23 septembre 1977 : rupture au sein de la gauche

La rentrée politique, dès les premiers jours de septembre, est fiévreuse. Le 5, la majorité publie son Manifeste, qui passe presque inaperçu. La gauche reprend ses négociations. On commence à se préoccuper des élections sénatoriales, fixées au 25 septembre : elles n'apporteront guère de bouleversements, confirmant toutefois l'efficacité des accords entre socialistes et communistes et marquant du même coup un certain rajeunissement du Sénat. Accessoirement, cette consultation provoquera un remaniement ministériel, trois des élus — Jean-Pierre Fourcade, Christian Poncelet et Pierre-Christian Taittinger — préférant leur mandat sénatorial à leurs fonctions gouvernementales, que conserve en revanche un quatrième sénateur réélu, René Monory.
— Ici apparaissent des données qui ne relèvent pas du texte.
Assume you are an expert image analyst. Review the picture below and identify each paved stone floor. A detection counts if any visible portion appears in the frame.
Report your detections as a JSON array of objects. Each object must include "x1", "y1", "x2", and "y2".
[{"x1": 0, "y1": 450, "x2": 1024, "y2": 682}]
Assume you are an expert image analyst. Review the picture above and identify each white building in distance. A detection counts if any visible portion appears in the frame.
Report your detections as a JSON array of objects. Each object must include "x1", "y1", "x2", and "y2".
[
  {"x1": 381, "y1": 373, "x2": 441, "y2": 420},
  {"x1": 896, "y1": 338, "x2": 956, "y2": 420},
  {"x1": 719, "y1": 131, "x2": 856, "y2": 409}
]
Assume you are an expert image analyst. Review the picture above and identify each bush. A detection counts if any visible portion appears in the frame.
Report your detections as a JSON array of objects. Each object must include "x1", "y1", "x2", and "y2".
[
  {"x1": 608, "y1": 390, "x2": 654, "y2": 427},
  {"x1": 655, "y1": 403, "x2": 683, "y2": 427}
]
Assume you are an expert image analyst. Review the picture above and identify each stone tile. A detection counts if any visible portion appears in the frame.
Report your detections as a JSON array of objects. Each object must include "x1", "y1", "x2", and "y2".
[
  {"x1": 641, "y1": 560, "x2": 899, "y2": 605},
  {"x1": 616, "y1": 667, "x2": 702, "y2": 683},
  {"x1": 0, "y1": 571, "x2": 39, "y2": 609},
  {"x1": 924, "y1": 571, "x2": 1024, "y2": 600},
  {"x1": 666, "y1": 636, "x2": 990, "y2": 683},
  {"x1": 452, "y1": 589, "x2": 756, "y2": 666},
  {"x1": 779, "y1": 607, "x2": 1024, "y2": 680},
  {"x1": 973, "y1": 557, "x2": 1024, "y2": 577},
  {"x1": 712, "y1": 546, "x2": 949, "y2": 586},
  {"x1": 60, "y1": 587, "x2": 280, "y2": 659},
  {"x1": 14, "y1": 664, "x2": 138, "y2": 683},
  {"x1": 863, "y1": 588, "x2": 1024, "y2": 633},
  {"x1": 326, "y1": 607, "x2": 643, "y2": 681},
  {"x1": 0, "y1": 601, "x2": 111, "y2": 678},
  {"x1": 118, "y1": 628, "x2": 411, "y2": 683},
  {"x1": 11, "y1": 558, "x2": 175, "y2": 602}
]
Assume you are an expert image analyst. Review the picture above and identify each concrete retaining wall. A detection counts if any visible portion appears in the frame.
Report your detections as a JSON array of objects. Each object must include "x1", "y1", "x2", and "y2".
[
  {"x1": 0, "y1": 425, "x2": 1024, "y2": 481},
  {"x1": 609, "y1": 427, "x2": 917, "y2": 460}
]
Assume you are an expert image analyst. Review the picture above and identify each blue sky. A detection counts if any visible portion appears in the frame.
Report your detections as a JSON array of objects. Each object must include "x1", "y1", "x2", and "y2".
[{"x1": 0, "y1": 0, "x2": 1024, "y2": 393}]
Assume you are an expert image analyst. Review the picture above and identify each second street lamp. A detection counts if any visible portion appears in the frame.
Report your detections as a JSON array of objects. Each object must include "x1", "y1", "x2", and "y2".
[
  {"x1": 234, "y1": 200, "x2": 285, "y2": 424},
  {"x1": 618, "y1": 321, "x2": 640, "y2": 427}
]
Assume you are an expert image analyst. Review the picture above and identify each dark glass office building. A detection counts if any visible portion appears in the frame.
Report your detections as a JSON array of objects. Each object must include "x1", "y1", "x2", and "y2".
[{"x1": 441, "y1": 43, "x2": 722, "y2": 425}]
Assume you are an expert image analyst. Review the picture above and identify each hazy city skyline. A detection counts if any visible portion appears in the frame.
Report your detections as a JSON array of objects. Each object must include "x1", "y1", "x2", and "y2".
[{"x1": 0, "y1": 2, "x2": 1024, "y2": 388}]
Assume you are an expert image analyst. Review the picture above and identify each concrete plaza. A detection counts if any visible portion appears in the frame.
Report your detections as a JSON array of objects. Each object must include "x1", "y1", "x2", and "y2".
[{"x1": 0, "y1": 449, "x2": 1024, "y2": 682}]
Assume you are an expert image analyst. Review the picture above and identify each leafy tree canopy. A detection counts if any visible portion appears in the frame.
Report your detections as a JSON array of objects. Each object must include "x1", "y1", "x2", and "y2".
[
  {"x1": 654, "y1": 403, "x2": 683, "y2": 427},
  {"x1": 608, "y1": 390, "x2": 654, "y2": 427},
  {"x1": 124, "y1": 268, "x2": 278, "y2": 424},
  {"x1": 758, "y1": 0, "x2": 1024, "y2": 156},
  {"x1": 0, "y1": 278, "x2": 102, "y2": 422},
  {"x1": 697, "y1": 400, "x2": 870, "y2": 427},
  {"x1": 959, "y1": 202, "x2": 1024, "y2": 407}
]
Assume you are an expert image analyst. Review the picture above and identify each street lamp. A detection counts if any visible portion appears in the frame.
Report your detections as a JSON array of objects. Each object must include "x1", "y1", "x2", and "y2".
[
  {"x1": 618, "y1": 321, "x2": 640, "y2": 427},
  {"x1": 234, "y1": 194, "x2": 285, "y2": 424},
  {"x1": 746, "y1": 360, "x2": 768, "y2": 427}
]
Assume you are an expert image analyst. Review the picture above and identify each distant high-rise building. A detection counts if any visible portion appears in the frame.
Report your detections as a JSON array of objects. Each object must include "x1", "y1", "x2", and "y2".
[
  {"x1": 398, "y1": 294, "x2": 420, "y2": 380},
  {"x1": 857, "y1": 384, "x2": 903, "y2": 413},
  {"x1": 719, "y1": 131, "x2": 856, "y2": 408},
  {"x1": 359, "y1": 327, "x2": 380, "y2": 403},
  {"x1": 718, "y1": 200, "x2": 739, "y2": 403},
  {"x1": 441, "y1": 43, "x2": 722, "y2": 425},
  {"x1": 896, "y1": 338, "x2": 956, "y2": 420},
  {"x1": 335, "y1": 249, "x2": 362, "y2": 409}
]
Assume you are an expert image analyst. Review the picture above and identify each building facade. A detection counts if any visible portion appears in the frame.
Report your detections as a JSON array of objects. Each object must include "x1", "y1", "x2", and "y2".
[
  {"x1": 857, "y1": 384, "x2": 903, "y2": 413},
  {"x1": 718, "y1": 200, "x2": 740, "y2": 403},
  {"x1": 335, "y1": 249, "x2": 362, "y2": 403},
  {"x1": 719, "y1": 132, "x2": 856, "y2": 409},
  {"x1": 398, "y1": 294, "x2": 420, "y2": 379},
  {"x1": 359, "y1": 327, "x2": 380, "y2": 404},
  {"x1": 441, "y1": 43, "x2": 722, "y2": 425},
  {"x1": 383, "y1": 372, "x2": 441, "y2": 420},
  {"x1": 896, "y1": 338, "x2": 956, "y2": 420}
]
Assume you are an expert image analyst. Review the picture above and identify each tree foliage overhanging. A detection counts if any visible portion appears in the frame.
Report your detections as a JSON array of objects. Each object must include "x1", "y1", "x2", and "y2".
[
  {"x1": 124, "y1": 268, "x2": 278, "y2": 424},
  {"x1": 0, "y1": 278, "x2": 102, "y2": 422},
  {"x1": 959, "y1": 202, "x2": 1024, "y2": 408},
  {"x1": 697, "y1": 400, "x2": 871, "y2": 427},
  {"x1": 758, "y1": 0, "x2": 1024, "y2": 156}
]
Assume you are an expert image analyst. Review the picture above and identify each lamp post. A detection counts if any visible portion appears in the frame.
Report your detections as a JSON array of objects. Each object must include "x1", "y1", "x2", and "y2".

Mais les sénatoriales vont être éclipsées par la rupture au sein de la coalition du programme commun. Les difficultés qui se sont élevées entre les communistes et leurs partenaires s'aggravent. Le PC réclame l'inscription dans le programme commun du SMIC à 2 400 F, une liste beaucoup plus longue d'entreprises à nationaliser, comprenant notamment les filiales des neuf sociétés déjà visées, la nationalisation à la carte sur la demande du personnel. Il veut aussi remettre en chantier les chapitres relatifs à l'Europe et à la Défense, il s'insurge contre l'idée d'un référendum nucléaire, il élève des objections nouvelles et formule des exigences inattendues. Les groupes de travail n'avancent pas dans leur tâche. Le 14 septembre, un sommet est convoqué et c'est l'incident : le président des radicaux de gauche, Robert Fabre, claque la porte et s'en va. Le lendemain, il s'affronte durement à la télévision, sur toutes ces divergences et quelques autres, avec Georges Marchais. Le 23 enfin, un nouveau sommet aboutit à la rupture. On se sépare après avoir pris acte des désaccords, chacun rejetant sur l'autre la responsabilité de l'échec.